Возьмем для примера молодого человека по имени Джон, представлявшего в одной латиноамериканской стране международную гуманитарную организацию. Его работа заключается главным образом в раздаче излишков продовольствия бедным. Он много работает, часто выезжает вглубь страны: три-четыре дня тяжелой дороги за рулем, плохая еда, примитивная гигиена и дизентерия.
Но от людей, с которыми ему приходится работать, ему не по себе. Он не в силах понять, почему директор школы в глухой деревне крадет продукты, предназначенные для его учеников, и продает их спекулянтам. Он не может понять, почему его склад, расположенный в центре района, где еду раздают ежедневно, постоянно грабят те самые люди, которые неделю назад становились в очередь за регулярным пайком.

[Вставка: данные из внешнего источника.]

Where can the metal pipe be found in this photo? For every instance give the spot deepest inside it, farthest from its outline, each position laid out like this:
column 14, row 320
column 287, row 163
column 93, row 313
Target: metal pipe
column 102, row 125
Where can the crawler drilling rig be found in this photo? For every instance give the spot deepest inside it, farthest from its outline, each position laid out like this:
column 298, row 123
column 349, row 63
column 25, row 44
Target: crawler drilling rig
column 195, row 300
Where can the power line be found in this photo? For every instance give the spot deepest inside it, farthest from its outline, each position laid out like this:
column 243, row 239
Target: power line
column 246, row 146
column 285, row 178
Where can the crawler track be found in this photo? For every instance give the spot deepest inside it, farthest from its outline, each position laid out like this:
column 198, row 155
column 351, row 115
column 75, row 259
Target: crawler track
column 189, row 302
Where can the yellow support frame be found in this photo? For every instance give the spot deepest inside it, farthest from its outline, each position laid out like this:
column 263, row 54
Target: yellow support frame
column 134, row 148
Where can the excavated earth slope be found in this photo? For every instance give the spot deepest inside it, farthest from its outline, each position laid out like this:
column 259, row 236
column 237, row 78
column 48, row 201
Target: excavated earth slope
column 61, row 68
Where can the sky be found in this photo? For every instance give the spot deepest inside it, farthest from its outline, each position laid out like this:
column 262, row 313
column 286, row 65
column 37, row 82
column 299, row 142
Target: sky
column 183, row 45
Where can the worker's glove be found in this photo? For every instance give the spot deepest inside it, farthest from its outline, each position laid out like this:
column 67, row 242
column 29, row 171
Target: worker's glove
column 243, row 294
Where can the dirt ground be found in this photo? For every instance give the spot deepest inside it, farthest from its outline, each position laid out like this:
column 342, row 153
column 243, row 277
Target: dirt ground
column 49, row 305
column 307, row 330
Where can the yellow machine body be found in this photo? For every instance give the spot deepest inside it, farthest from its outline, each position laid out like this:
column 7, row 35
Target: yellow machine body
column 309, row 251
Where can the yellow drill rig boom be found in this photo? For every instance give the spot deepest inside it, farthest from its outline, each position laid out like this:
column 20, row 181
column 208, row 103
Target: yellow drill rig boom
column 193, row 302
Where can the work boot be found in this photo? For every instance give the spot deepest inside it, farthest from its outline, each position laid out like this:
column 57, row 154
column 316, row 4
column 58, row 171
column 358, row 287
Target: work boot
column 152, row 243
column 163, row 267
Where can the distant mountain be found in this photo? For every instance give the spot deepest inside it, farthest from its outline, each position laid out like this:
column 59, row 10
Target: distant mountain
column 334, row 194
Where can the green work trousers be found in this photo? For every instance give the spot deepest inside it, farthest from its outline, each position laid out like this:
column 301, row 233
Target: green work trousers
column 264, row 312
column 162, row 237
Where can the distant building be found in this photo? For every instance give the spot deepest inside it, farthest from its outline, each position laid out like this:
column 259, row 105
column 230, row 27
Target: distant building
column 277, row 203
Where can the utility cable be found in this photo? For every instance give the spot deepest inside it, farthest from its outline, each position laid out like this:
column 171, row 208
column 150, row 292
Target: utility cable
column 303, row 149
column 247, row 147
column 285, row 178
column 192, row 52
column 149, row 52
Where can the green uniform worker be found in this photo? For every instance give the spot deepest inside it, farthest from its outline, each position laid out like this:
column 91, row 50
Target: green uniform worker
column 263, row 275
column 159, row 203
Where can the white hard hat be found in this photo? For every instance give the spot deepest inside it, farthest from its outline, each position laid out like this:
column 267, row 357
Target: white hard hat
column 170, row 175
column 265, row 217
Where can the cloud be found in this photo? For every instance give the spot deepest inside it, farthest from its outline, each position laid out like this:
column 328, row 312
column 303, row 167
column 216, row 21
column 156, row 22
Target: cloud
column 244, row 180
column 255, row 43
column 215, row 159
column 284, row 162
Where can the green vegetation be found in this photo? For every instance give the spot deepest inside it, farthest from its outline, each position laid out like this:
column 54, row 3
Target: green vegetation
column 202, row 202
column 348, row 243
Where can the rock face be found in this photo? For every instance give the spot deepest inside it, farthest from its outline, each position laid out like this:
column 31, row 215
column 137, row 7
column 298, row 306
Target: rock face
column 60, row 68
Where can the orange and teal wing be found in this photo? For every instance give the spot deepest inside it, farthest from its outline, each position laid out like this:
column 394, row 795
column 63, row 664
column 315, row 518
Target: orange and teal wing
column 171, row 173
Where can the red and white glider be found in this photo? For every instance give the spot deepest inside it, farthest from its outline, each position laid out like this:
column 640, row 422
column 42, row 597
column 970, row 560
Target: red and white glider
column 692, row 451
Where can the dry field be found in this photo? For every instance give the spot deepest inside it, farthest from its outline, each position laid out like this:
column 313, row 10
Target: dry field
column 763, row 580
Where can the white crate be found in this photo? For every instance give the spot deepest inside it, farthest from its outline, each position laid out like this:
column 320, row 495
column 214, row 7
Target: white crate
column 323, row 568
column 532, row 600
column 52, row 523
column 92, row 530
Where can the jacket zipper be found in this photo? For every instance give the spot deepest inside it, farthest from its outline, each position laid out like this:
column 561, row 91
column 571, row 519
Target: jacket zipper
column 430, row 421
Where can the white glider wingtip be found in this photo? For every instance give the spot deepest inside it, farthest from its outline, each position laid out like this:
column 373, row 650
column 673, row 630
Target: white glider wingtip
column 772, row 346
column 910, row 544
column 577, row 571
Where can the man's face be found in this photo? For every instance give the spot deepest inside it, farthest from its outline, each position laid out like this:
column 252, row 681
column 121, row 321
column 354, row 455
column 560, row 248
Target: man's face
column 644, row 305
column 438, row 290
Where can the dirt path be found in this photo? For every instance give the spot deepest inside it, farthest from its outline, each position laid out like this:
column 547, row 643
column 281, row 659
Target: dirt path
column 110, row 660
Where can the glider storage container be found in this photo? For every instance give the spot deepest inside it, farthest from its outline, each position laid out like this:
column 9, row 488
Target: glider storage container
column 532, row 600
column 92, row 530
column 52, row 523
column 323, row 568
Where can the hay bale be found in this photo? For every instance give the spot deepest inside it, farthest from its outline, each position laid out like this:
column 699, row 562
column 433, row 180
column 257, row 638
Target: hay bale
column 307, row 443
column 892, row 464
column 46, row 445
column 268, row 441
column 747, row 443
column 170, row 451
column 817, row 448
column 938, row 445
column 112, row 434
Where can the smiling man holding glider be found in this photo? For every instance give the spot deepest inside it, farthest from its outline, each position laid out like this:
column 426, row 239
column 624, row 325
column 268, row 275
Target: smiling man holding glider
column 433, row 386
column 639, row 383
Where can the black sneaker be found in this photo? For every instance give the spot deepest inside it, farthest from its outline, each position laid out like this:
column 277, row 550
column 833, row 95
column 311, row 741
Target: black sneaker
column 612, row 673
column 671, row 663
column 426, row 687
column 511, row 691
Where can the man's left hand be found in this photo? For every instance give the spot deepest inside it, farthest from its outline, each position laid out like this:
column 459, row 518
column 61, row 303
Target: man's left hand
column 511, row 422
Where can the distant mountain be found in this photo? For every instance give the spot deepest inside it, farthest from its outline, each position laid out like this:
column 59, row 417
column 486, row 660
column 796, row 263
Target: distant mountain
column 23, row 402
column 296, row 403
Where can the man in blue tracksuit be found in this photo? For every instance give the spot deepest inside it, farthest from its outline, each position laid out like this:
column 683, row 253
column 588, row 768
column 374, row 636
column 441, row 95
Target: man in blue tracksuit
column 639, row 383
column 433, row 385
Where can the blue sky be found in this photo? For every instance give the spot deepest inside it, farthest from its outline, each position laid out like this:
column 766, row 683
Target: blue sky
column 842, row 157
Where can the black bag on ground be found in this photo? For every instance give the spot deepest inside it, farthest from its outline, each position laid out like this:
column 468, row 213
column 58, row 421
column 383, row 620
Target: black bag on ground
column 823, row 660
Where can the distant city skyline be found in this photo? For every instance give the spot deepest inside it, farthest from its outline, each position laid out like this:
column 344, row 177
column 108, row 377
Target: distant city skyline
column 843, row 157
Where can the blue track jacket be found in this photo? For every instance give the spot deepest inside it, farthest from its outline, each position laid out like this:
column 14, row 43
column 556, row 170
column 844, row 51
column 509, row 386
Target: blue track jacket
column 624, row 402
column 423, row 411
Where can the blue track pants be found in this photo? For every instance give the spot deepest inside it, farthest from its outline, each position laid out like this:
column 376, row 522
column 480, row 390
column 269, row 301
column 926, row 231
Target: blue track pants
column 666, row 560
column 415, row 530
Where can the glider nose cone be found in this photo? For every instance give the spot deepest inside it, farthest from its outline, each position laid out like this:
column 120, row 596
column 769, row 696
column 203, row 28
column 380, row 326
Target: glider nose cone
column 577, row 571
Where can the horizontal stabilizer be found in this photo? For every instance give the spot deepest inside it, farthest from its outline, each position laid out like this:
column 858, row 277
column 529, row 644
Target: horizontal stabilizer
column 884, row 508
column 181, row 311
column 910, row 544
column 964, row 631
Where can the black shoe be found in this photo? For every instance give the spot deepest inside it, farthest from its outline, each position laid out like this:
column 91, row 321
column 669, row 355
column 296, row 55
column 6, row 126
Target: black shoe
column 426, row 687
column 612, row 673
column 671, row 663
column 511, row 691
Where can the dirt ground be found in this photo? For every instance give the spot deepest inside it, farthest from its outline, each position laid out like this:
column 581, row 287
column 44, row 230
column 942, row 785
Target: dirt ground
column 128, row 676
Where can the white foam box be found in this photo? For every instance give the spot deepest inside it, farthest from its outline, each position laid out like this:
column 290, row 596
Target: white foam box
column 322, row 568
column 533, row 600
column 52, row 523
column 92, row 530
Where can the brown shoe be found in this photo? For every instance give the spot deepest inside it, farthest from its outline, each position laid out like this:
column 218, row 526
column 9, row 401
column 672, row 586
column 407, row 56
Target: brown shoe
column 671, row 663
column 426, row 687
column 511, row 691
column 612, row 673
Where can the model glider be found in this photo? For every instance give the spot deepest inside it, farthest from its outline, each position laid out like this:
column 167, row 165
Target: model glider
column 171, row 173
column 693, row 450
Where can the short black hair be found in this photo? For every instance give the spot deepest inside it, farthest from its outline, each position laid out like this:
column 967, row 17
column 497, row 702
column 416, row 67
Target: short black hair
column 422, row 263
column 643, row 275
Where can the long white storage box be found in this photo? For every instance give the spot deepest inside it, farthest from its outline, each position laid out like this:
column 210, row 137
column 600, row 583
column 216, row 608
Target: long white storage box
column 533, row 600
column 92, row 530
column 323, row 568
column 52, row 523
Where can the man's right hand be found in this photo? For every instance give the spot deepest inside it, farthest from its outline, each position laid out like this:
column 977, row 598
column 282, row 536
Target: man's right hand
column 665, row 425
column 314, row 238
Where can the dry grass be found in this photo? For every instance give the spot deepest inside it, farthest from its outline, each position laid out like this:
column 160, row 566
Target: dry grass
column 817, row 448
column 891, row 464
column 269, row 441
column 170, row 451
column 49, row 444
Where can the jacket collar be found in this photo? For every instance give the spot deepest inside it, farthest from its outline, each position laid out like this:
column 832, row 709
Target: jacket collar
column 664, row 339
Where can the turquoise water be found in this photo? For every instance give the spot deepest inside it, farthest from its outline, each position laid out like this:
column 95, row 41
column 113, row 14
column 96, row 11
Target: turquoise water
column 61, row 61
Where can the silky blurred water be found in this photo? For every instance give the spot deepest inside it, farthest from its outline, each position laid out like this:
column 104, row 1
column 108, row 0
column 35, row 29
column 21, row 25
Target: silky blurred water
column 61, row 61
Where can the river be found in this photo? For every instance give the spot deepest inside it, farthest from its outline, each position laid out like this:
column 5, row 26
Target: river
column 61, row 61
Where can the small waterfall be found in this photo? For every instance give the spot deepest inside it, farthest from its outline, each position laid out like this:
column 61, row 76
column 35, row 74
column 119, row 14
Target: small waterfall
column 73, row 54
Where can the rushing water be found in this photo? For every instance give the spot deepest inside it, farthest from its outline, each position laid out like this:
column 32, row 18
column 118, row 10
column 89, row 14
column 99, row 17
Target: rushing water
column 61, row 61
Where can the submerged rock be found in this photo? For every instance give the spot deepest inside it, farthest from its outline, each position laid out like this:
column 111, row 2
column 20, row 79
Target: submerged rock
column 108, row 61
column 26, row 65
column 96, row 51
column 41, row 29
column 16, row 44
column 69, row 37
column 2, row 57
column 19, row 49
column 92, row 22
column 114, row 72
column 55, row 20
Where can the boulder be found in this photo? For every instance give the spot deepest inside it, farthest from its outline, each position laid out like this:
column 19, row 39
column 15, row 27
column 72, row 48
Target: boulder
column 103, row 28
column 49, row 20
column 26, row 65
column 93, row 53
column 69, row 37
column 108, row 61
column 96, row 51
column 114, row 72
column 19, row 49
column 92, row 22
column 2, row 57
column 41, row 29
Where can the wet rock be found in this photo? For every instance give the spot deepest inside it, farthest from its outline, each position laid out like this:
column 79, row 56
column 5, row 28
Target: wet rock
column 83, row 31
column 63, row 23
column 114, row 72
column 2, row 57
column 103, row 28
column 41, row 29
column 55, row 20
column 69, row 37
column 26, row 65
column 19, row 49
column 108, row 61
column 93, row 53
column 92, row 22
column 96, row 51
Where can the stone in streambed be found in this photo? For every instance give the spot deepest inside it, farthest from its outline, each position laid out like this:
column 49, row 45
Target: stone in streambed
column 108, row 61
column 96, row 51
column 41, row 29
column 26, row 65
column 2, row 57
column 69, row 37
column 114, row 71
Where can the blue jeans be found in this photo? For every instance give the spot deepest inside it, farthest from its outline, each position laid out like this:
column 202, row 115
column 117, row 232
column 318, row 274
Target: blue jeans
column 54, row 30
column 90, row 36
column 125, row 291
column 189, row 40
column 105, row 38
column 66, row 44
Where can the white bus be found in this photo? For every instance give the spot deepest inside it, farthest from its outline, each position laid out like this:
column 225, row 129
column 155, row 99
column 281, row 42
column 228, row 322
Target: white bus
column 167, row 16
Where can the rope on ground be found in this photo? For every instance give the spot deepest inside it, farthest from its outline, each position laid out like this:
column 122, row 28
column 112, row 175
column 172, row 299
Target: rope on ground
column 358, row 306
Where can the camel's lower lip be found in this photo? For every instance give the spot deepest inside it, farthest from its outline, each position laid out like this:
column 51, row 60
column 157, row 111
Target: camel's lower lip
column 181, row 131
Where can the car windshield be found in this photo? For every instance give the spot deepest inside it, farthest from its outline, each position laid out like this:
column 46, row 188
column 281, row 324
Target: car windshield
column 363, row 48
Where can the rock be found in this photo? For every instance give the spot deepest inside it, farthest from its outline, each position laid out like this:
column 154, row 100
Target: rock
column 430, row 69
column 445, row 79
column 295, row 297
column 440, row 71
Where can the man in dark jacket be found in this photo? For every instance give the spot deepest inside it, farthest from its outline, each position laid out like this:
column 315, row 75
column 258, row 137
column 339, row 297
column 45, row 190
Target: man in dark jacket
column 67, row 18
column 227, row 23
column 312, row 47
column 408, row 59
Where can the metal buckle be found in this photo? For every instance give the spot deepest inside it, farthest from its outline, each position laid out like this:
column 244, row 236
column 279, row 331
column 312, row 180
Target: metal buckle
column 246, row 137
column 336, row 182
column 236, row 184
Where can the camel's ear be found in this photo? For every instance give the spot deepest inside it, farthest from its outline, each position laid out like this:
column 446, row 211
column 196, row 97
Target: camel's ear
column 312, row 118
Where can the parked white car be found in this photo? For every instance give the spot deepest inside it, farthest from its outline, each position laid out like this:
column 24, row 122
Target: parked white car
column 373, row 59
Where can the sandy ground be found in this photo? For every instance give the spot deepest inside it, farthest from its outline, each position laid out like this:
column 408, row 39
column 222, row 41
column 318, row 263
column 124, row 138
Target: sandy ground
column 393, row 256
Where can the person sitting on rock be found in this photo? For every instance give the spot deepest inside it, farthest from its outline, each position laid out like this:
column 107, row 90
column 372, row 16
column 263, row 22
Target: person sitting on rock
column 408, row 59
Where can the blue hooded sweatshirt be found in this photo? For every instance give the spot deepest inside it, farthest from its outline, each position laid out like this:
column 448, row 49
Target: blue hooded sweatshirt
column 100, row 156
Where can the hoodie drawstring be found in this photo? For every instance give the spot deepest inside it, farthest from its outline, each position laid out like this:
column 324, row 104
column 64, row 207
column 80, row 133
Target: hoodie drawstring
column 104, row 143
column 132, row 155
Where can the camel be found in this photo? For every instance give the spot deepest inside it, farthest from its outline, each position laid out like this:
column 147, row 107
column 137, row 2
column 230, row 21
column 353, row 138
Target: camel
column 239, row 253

Он мрачно размышляет и спрашивает себя, а добился ли чего-то или его держат за дурака. Потом однажды, когда у него особо скверное настроение из-за новых свидетельств черствости или коррупции, он слышит под окном вопли толпы. На ступенях фонтана стоит мужик и хрипло орет про «права человека» и про то, что следует сделать, чтобы добиться их осуществления. А толпа счастливо вопит в ответ: «Долой капиталистических свиней!»
Наш Джон у окна внезапно выходит из себя и грозит кулаком. «Adajo del pueblos!» – кричит он, то есть «Долой народ!». И быстро прячется.
Но семья латиносов в соседней квартире, тоже стоявшая у окна, слышит, как гринго поносил толпу. Слух распространяется, и несколько дней спустя в нашего парня сыплются оскорбления, когда он идет в cantina на углу за пачкой cigarrillos. Джон хорошо говорит по-испански и ругается в ответ, не понимая, откуда вдруг недружелюбие соседей. Но преисполняется горечью, а как только волна пошла, развернуть ее очень непросто.
* * *
Однажды в городке появляется новый американец, стажер в одном из банков США, у которого есть отделения в Южной Америке. Наш Джон знакомится с ним в англосаксонском клубе и по ходу разговора рассказывает, чего ожидать от националистов: «кучка неблагодарных, все до единого глупые и продажные».
От других гринго новичок слышит то же самое. Ночью в новой и незнакомой квартире он начинает думать, что соседи за стеной шумят специально, чтобы действовать ему на нервы. Вскоре он так же преисполнен горечи, как и все остальные.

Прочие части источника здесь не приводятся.